The post-conflict northern Uganda is being antagonised by ferocious land wrangles, compounded by the disturbing advance of nomadic Balaalo grazing thousands of livestock by free-range method thus destroying community gardens. 

One of the deadliest flashpoints is the 827 square kilometres of Apaa land that has been claimed by the Uganda Wildlife Authority (UWA), Adjumani, and Amuru districts since 2012.  
While he was on the campaign trail in Acholi ahead of the 2021 General Election, the President directed all Balaalo seeking to graze their animals in the region to acquire land and fence it so as to restrain their livestock from encroaching on customary land. 
That didn’t satisfy leaders from the region as demonstrated when on November 4, 2021, Chua West County MP Philip Okin Ojara presented the issue of Balaalo as a matter of national importance on the floor of Parliament to seek the attention of the Ministry of Agriculture Animal Industry and Fisheries to outlaw the movement of the Balaalo to Acholi- sub-region. 
Though political leaders from the region have been calling for the total eviction of Balaalo from the entire sub-region, there has been a lot of ambiguity from the First Family.

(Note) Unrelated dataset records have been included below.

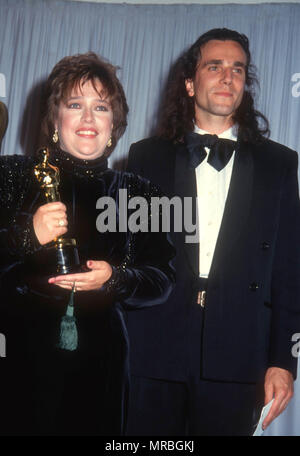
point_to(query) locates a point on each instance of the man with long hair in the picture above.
(222, 345)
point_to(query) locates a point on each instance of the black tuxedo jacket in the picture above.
(252, 306)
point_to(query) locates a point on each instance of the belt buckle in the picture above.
(201, 298)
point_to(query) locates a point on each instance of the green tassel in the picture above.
(68, 329)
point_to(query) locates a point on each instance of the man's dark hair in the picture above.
(178, 111)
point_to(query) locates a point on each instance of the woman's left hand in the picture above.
(100, 272)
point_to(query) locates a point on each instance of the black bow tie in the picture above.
(221, 150)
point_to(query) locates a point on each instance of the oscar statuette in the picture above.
(61, 255)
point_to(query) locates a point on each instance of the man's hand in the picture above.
(100, 272)
(279, 384)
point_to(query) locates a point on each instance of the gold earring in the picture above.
(55, 137)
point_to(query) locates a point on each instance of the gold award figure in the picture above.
(62, 252)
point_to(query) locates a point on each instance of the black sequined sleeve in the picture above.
(17, 238)
(146, 276)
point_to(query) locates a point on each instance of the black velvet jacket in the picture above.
(142, 273)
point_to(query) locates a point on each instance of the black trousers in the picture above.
(196, 407)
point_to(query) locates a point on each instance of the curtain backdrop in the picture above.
(144, 40)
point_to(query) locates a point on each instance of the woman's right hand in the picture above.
(50, 221)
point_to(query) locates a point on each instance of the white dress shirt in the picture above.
(212, 190)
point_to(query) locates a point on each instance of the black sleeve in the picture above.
(135, 162)
(146, 276)
(17, 237)
(285, 280)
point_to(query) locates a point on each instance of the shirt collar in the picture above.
(231, 133)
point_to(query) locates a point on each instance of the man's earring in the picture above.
(55, 137)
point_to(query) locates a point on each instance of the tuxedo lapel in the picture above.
(185, 187)
(237, 205)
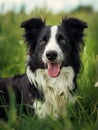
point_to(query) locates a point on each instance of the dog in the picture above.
(52, 66)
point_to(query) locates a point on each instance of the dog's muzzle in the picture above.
(53, 61)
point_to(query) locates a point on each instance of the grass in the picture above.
(83, 116)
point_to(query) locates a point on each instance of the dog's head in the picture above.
(54, 47)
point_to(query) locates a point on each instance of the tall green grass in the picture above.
(84, 115)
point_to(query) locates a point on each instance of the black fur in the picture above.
(35, 31)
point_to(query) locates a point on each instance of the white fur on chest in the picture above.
(55, 90)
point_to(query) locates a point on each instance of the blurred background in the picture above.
(13, 49)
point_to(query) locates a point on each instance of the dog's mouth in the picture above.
(54, 69)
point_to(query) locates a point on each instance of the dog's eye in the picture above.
(63, 41)
(42, 42)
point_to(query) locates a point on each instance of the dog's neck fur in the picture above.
(55, 90)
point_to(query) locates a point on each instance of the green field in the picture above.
(12, 61)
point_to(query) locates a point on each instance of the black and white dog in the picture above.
(52, 66)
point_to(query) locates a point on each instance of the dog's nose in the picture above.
(51, 55)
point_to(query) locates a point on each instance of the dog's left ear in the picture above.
(75, 29)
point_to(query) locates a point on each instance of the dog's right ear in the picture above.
(32, 29)
(34, 23)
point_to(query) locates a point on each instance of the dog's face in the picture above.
(54, 47)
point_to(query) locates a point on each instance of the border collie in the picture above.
(52, 66)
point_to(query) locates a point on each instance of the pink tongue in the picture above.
(53, 69)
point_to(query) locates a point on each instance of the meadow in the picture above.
(12, 61)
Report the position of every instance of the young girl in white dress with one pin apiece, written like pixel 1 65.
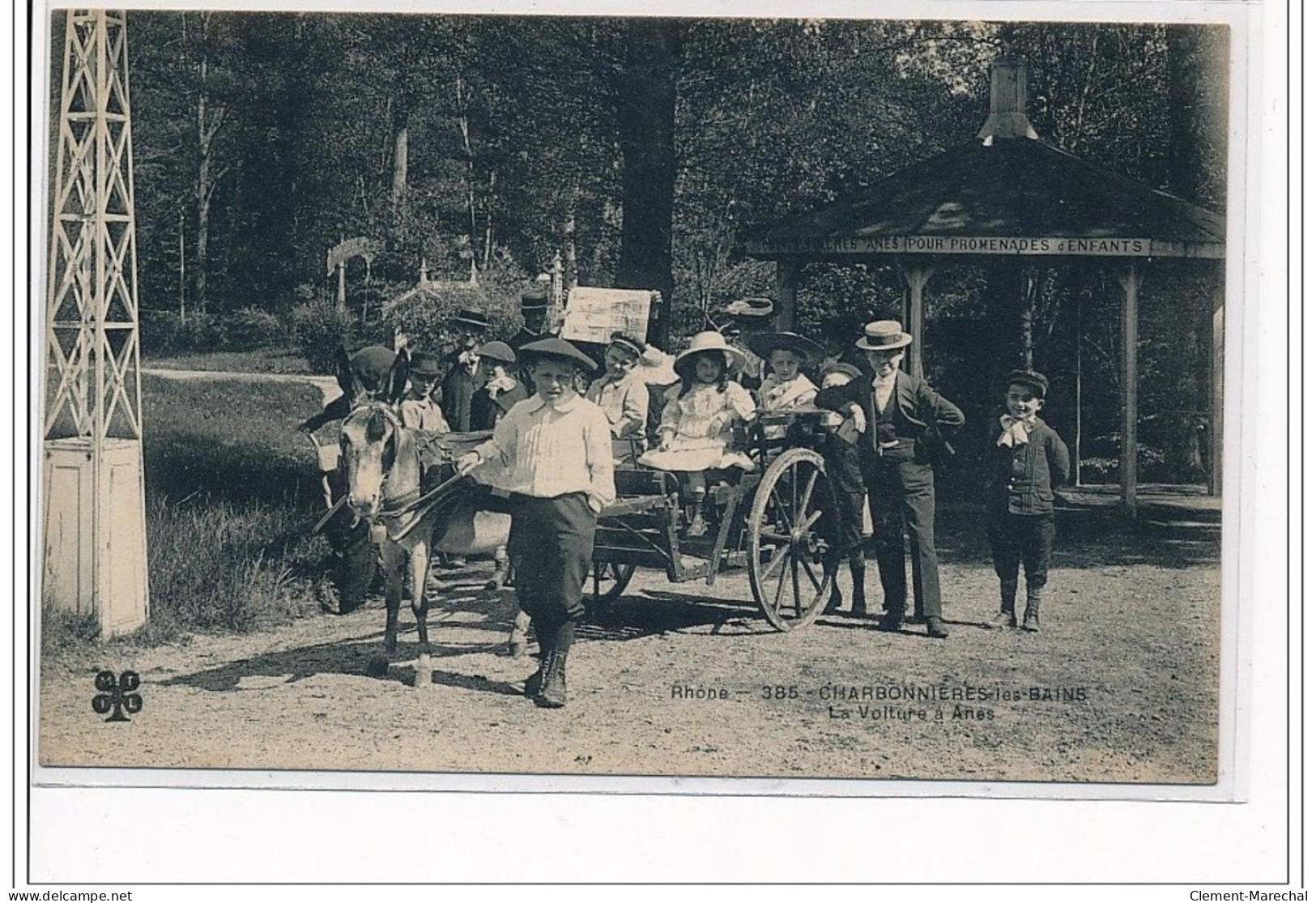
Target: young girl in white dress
pixel 696 424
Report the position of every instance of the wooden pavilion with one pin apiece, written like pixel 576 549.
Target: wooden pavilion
pixel 1008 194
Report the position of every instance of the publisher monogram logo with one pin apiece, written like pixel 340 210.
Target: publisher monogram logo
pixel 117 696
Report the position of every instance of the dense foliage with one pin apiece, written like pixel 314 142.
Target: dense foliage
pixel 640 151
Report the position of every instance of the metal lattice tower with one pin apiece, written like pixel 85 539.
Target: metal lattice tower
pixel 95 520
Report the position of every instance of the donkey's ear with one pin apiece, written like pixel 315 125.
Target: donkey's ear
pixel 395 385
pixel 343 368
pixel 347 379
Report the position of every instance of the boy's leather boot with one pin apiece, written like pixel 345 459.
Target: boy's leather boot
pixel 858 602
pixel 1006 616
pixel 1035 602
pixel 553 688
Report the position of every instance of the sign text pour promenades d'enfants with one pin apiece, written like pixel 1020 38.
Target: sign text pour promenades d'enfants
pixel 954 245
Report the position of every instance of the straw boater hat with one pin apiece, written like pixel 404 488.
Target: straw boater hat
pixel 848 368
pixel 709 341
pixel 657 368
pixel 749 307
pixel 425 366
pixel 628 343
pixel 469 316
pixel 1031 378
pixel 500 351
pixel 560 349
pixel 764 344
pixel 534 299
pixel 372 366
pixel 884 336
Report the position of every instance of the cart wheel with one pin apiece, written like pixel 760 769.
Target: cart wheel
pixel 791 534
pixel 610 579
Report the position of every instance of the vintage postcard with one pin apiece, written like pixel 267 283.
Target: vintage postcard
pixel 922 463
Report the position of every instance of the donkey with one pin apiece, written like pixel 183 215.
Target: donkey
pixel 383 466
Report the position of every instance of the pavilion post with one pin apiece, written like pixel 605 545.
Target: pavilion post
pixel 916 274
pixel 1130 397
pixel 787 275
pixel 1216 412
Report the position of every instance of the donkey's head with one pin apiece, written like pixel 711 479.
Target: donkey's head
pixel 375 449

When Museveni issued the Executive order effectively kicking the Balaalo out of the region, Gen Salim Saleh, his brother, disagreed on grounds that the President’s order was based on undersupplied information.
Saleh told Museveni that his position on Balaalo land ownership is against the model of land ownership in the Acholi is incorrect since Balaalo herdsmen are settled, are titled, and belong to big individuals in the government.

“The President gave the order not knowing that people have titled land and transacted on that land willingly without disputes. It seems you don’t even know the people who are occupying land there, these are not Balaalo, these are big shots (in the government) as land owners,” Saleh said.  
Soon after Saleh made his views clear, Prof Jack Nyeko Pen-Mogi, who led what is termed as the Balaalo verification committee, released his report in October. 

Therein the committee asked government to evict the illegal herdsmen in the two regions of north and north-eastern Uganda.  
Official records show that in Amuru District, there are a record number of 86 illegal (non-compliant) Balaalo herdsmen (the highest number in the sub-region), Pader has 45; Gulu has 44 Nwoya has, and Lamwo has five - with a collective 2,700 heads of cattle. 
The verification committee asked government to revise all the land lease agreements for land acquisition to ensure locals whose land was hired or bought cheaply are revalued. 

“All illegal Balaalo in the northern and north-eastern parts of Uganda should be immediately evicted (those without land, those without water sources, those without fences), and all lease agreements should be revised to ascertain terms and conditions of these agreements,” the report said. 

“Where agreements are found to be unfair to the landowners, the terms and price should be renegotiated, there is also a need to transfer the current compromised security leadership who frustrate implementation of the Presidential Directives,” it added.